Akin to water, grief can envelope us. Not just like a freak wave that surprises us out of the
blue, grief can ebb and flow like tides that come and go throughout time. With life comes the
inevitability of death and the corresponding emotional pain of losing those we hold dear and
adjusting to life without their physical presence beside us in our daily lives.
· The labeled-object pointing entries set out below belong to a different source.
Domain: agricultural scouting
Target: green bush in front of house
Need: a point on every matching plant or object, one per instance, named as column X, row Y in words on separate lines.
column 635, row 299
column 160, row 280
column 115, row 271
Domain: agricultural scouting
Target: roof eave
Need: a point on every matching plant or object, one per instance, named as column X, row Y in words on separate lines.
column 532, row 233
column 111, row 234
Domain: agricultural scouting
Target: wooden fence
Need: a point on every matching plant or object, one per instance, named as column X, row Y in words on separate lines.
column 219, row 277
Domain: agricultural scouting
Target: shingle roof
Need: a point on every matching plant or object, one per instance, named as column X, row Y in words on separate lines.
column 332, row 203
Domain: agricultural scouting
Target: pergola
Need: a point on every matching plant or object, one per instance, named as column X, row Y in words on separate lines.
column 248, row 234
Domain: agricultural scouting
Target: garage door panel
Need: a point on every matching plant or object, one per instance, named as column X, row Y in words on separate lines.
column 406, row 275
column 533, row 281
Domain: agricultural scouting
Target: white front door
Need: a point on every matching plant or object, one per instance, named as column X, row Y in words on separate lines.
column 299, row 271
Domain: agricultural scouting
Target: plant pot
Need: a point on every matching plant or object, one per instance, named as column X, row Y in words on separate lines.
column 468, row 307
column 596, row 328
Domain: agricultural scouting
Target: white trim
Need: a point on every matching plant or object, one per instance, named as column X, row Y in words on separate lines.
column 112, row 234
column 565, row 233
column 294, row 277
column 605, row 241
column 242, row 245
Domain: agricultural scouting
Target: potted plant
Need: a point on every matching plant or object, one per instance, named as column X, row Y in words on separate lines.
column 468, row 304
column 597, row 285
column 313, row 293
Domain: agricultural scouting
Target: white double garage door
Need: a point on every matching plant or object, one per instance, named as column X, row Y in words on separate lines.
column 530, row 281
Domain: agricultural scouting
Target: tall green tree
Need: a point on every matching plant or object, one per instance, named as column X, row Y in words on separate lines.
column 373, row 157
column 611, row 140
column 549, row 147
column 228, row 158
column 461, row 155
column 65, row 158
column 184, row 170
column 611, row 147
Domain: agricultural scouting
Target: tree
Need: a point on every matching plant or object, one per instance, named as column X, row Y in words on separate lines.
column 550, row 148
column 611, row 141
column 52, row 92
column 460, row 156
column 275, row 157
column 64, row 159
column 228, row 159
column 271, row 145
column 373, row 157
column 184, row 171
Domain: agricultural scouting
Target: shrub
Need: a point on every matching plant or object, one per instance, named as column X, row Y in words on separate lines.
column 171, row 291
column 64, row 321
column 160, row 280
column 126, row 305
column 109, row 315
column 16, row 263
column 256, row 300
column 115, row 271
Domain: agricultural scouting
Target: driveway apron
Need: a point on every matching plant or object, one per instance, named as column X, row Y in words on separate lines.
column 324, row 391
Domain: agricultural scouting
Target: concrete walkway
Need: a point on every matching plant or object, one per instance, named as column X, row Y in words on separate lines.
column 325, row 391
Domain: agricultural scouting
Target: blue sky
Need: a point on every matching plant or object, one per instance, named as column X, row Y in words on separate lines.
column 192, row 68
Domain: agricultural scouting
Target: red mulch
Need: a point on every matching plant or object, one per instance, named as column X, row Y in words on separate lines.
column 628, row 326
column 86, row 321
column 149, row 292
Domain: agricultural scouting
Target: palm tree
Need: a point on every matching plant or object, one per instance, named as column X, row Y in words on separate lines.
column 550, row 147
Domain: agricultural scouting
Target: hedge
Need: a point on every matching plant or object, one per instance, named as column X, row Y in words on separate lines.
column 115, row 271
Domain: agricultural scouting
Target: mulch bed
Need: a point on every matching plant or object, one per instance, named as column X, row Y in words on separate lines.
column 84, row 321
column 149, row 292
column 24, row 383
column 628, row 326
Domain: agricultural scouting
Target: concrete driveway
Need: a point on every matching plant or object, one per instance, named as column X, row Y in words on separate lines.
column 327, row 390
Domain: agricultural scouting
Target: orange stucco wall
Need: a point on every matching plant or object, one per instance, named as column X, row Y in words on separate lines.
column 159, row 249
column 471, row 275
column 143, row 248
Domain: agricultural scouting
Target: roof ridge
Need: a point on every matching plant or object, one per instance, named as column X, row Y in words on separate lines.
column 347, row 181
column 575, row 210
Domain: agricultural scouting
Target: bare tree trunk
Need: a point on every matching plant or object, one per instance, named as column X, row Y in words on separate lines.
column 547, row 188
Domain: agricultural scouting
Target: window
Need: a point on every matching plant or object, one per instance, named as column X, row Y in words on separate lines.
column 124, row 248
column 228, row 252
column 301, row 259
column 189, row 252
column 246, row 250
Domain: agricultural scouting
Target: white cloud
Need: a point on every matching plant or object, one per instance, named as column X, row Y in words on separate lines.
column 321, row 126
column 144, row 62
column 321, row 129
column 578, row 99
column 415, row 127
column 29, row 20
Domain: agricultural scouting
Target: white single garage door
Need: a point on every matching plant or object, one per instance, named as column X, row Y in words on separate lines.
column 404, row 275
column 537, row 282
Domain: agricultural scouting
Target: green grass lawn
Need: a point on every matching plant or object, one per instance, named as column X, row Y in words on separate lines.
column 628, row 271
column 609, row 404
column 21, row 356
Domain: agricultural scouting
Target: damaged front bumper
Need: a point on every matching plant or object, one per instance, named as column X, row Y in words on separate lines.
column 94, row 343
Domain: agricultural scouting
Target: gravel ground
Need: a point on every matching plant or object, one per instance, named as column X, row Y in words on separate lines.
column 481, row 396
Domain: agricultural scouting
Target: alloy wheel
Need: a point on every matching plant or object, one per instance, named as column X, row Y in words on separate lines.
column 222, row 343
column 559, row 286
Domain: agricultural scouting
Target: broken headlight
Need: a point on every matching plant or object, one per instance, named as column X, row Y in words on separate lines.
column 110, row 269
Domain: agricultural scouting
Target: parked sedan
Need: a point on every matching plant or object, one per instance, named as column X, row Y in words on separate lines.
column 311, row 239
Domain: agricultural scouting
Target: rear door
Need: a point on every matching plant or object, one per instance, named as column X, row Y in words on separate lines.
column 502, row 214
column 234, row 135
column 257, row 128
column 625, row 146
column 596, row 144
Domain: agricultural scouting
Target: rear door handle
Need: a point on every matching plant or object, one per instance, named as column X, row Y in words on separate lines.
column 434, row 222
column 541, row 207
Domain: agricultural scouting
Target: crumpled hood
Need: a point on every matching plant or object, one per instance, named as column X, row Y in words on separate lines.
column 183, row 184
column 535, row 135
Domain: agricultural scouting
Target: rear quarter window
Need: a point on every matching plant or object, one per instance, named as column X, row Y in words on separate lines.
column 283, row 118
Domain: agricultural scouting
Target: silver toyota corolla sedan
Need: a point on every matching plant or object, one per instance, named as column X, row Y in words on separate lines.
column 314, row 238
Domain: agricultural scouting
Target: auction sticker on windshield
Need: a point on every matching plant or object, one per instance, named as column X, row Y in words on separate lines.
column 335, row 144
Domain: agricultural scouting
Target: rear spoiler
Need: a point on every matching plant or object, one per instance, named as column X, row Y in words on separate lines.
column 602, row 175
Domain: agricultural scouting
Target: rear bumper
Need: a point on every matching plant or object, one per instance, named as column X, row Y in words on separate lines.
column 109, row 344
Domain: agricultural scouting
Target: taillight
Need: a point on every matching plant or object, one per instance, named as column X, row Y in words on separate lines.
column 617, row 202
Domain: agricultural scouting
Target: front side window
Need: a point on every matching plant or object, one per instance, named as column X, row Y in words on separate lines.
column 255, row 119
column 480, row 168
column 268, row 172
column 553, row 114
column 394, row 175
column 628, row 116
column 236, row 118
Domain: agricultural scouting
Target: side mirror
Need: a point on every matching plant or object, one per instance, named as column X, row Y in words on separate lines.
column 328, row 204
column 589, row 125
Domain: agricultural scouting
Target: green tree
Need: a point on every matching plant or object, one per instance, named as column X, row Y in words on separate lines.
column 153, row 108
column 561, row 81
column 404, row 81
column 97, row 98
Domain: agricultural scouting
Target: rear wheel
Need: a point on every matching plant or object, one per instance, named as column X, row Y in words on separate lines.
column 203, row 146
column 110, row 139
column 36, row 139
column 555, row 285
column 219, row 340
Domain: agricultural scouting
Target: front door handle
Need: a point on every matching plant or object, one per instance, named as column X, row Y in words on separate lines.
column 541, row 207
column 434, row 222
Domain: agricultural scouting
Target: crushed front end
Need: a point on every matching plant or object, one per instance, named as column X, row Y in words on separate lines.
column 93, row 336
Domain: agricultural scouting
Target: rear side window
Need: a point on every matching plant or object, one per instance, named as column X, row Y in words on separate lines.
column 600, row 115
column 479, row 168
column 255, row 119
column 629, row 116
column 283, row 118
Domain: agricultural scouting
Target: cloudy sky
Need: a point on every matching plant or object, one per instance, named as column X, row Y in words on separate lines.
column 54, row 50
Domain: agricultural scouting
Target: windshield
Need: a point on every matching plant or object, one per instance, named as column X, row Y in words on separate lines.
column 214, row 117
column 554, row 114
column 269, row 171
Grief can be experienced in many ways but notably many experience a cycle of phases
when mourning the loss of a partner. British psychologist John Bowlby, who founded the
understanding of attachment and bonding between caregiver and child that endures
throughout life partnerships, observed four cyclic phases of mourning. Knowing these
phases, and their ebb and flow pattern, can help us understand, prepare, and engage
support when experiencing with the loss of a loved one.
Phase 1: Shock and Denial
The initial shock of losing a partner often brings a sense of numbness or denial. This phase can make it hard to accept the reality of loss. If you find yourself in this stage, it’s important to turn towards your emotions with acceptance. Pay attention to where you feel emotions and sensations in your body. Techniques like mindful breathing and relaxation exercises can be incredibly supportive during this time.
Phase 2: Yearning and Searching
As grief continues, it’s common to yearn for your lost loved one. You may find yourself reminiscing and seeking reconnection. This phase can also bring intense emotions, such as anger and guilt. Reaching out to family and friends for emotional support, or engaging with a professional grief therapist, can help you process these complex feelings.
Phase 3: Disorganisation and Despair
During this phase, grief can lead to feelings of disorganisation and despair, triggering anxiety, loneliness, and hopelessness. It’s common to feel torn between immersing yourself in memories and distancing yourself from them. Seeking guidance from a grief therapist during this time can help you navigate acceptance and manage unhelpful thoughts and behaviours.
Phase 4: Acceptance and Adjustment
The final phase involves coming to terms with the loss of your partner and adjusting to their absence. This phase supports the return of initiative, independence, and finding a new way of living daily life. It can be helpful to discover new meaning in your world and your connection with your deceased loved one. Creating new and meaningful rituals that celebrate your transforming life and cherished memories can be especially supportive.
Grief is much like the ocean—it ebbs and flows, sometimes calm and other times overwhelming. But through understanding these phases and seeking support, we can learn to navigate its waves.
“Grief is like the ocean. It comes on waves ebbing and flowing. Sometimes the water is calm, and sometimes it is overwhelming. All we can do is learn to swim.”